Researching martyrs is a grim business. When I was finished the assignment I knew I was done with the subject for some time. Let's talk about the something happier pa-lease! But I also took away a new respect for the fact that those who first called themselves Christians did so in the face of certain persecution, the likes of which make a scorpion encounter just an interesting story.
Even so, we all face the dangers, those determined enough to follow wherever God would lead us. Whether to a far away place with dangerous vermin, or into virus-infected epidemic zones, or the classroom of a violence-prone school, or a group therapy gathering of sexual offenders, or the bedside of a dying friend, or behind the pulpit of a trusting congregation, or into the lives of teenagers with chaotic homes, or alongside the darkness of depression, or around the table of hostile family, or within the circle of warriors brave enough to pray against the enemy.
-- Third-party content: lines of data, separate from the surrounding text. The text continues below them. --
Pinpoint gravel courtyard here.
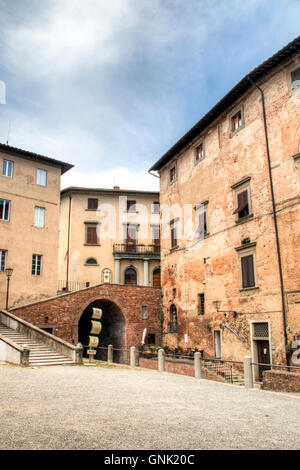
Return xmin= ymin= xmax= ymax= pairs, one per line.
xmin=0 ymin=365 xmax=300 ymax=450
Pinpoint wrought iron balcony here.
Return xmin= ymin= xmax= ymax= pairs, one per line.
xmin=113 ymin=242 xmax=160 ymax=258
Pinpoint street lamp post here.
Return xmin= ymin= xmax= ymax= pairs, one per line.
xmin=5 ymin=268 xmax=13 ymax=310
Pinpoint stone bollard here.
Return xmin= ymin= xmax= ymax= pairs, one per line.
xmin=194 ymin=352 xmax=202 ymax=379
xmin=107 ymin=344 xmax=113 ymax=364
xmin=158 ymin=349 xmax=165 ymax=372
xmin=244 ymin=356 xmax=254 ymax=388
xmin=130 ymin=346 xmax=136 ymax=367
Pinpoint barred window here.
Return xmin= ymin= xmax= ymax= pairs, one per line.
xmin=31 ymin=255 xmax=42 ymax=276
xmin=0 ymin=250 xmax=7 ymax=271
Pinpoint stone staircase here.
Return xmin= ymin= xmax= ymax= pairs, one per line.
xmin=202 ymin=361 xmax=245 ymax=385
xmin=0 ymin=323 xmax=74 ymax=367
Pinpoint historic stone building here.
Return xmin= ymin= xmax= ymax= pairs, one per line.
xmin=149 ymin=38 xmax=300 ymax=374
xmin=59 ymin=186 xmax=160 ymax=291
xmin=0 ymin=144 xmax=72 ymax=308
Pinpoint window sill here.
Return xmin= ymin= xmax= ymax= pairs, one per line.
xmin=230 ymin=124 xmax=245 ymax=139
xmin=235 ymin=214 xmax=254 ymax=225
xmin=83 ymin=243 xmax=101 ymax=246
xmin=240 ymin=286 xmax=259 ymax=292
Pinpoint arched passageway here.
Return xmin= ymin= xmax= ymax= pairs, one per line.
xmin=78 ymin=300 xmax=126 ymax=362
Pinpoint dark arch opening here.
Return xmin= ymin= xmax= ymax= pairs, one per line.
xmin=78 ymin=300 xmax=126 ymax=363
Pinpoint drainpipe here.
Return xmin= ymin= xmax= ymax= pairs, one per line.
xmin=248 ymin=76 xmax=288 ymax=364
xmin=66 ymin=192 xmax=72 ymax=291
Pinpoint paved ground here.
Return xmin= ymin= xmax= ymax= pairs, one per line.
xmin=0 ymin=365 xmax=300 ymax=450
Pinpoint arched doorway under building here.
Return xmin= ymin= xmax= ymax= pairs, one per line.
xmin=78 ymin=299 xmax=126 ymax=363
We subject our bare feet and bare hearts to no end of harm.
We do. Or else we just stay home.
We're not safe. Safety is an illusion. That is, if we're willing to rise and give ourselves away in any capacity whatsoever.
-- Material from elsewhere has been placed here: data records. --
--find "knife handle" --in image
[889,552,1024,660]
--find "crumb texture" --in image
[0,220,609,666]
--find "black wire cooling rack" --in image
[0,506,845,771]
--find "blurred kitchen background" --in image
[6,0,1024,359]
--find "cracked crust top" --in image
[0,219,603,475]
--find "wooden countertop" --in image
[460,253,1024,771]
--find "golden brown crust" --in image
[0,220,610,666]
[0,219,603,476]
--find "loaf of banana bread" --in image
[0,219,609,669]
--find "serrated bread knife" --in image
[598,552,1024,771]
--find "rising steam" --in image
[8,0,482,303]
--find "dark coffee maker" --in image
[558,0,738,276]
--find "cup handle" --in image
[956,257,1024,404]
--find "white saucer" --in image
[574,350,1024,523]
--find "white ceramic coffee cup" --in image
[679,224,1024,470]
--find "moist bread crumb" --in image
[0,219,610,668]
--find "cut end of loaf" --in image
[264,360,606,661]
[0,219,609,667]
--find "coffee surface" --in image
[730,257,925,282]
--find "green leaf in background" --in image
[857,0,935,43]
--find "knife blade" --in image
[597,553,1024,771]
I head back to the scarce-but-still-there scorpions on February 6th. But I also head back to 26 incredible children and their heroic parents and caregivers, to rise with them and give and receive the love that makes it all make sense.
Of course I'll be careful. I'll make sure all my vaccinations are up to date, take my Dukoral, travel with my ID and wallet close to my body. When I get there I will wear copious amounts of insect repellent, put on my seat belt, only drink bottled water, keep my eyes out for the vermin, and listen to the cautions of Yupa when she tells me the coffee is dangerous (that's another, lighter-side story though).
But climbing into bed that night that the scorpion was on my threshold, I knew again without question, safe or not, this is what God has called me to do for this time of my life.
I don't think that I'm particularly brave. I just know there's no other place I'd rather be than where God has compelled me to go.